There’s always something to howl about.

Defending Redfin: Sweet Digs weblog buried by inane MLS rules

I don’t like Redfin.com. Its “business” model consists of quietly diverting its agency responsibilities to listing agents while loudly rebating its largely unearned commissions to buyers. My experience of the president of the company, Glenn Kelman, is that he is an oily liar who will say anything to draw the fawning attentions of a gullible mainstream media. I don’t care about discount real estate brokerages in general — let the market sort them out — but Redfin’s modus vivendi is to exploit defects in the real estate industry — that it cannot get along without — while decrying those same defects in its tendentious and mendacious PR.

However: I believe in liberty before everything. Although Redfin will never enter most real estate markets — this being forbidden by a cost-structure that loses money on even the priciest of homes — it nevertheless has a valid complaint when it draws attention to anti-rebating and minimum-service real estate laws. The National Association of Realtors is an anti-capitalist cartel, as are state and local Realtors’ associations and local MLS systems. They are liars just like Kelman, loudly proclaiming their protection of the consumer’s interests while quietly enacting every Rotarian Socialist scheme they can think up.

Today John Cook’s Venture Blog reports that Redfin is being fined and forced to shut down one of its weblogs for violating one of those schemes:

The Northwest Multiple Listing Service has fined Redfin $50,000 and asked them to stop publishing a popular blog in which contractors for the online real estate brokerage posted reviews of Seattle area homes.

Redfin is appealing the fine, though it took steps this week to shut down the reviews on its “Sweet Digs” blog. With about 3,000 e-mail and online subscribers, the blog was written by 15 freelance reviewers who over the past five months posted reviews on about 1,000 homes in Seattle and San Francisco. The company says it plans to maintain the blog as a source of information on pricing trends and recently sold homes.

Redfin Chief Executive Glenn Kelman said he had no choice but to comply, noting that the NWMLS had threatened to shut off its daily feed of for sale listings.

“Access to listing data is our lifeblood and we just can’t afford to mess around,” said Kelman. “We have gone back and forth with the Northwest Multiple Listing Service and according to their rules you can’t advertise another broker’s listing. We argued that it was in no way an advertisement, it was really a review.”
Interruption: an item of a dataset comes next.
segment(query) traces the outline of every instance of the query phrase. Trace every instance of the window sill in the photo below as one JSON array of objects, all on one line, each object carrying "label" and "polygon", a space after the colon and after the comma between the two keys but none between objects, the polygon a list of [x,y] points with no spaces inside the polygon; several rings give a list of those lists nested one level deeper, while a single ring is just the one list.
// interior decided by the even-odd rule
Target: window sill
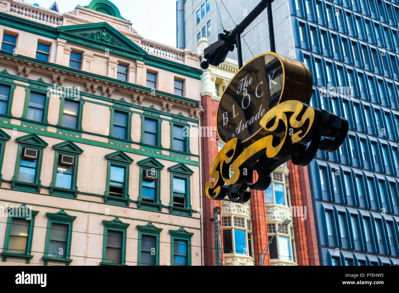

Kelman said he was disappointed with the disciplinary action, noting that Redfin was trying to disseminate different perspectives on homes from what one might receive from a real estate agent.

This is absurd. Where any thoughtful person would understand advertising to mean that stuff that newspapers and broadcast outlets used to be able to sell before the internet came along, NWMLS seems to be arguing that any public mention of a listed property by a member is advertising. As with the idiot stunt being attempted by the Arizona Board of Appraisal with respect to Zillow.com’s “Zestimates,” the interpretation of the rules is so broad as to forbid free speech.

Presumably the same rule will be brought to bear against any NWMLS members who are using Zillow.com, Trulia.com or other on-line real estate portals to exhibit or discuss listed properties. We seem to be moving, by inches and hours, from the bogus interpretation of the First Amendment that commercial speech is not protected speech to an even more ludicrous idea: All speech is commercial speech.

This is a hideously stupid ruling on the part of NWMLS — not alone because Kelman is so good at milking these contretemps with the press and with the FTC/DOJ gangsters. Gresham might argue that bad local rules are driven out by even worse Federal regulations.

In any case, Kelman has proved himself oily enough to slip around rules before. Perhaps the Sweet Digs site can be spun off to its own separate operating entity, with an ad-supported business model. Amazingly enough, ordinary citizens have the right to free speech in America, provided they are not so foolish as to have joined the Northwest Multiple Listing Service.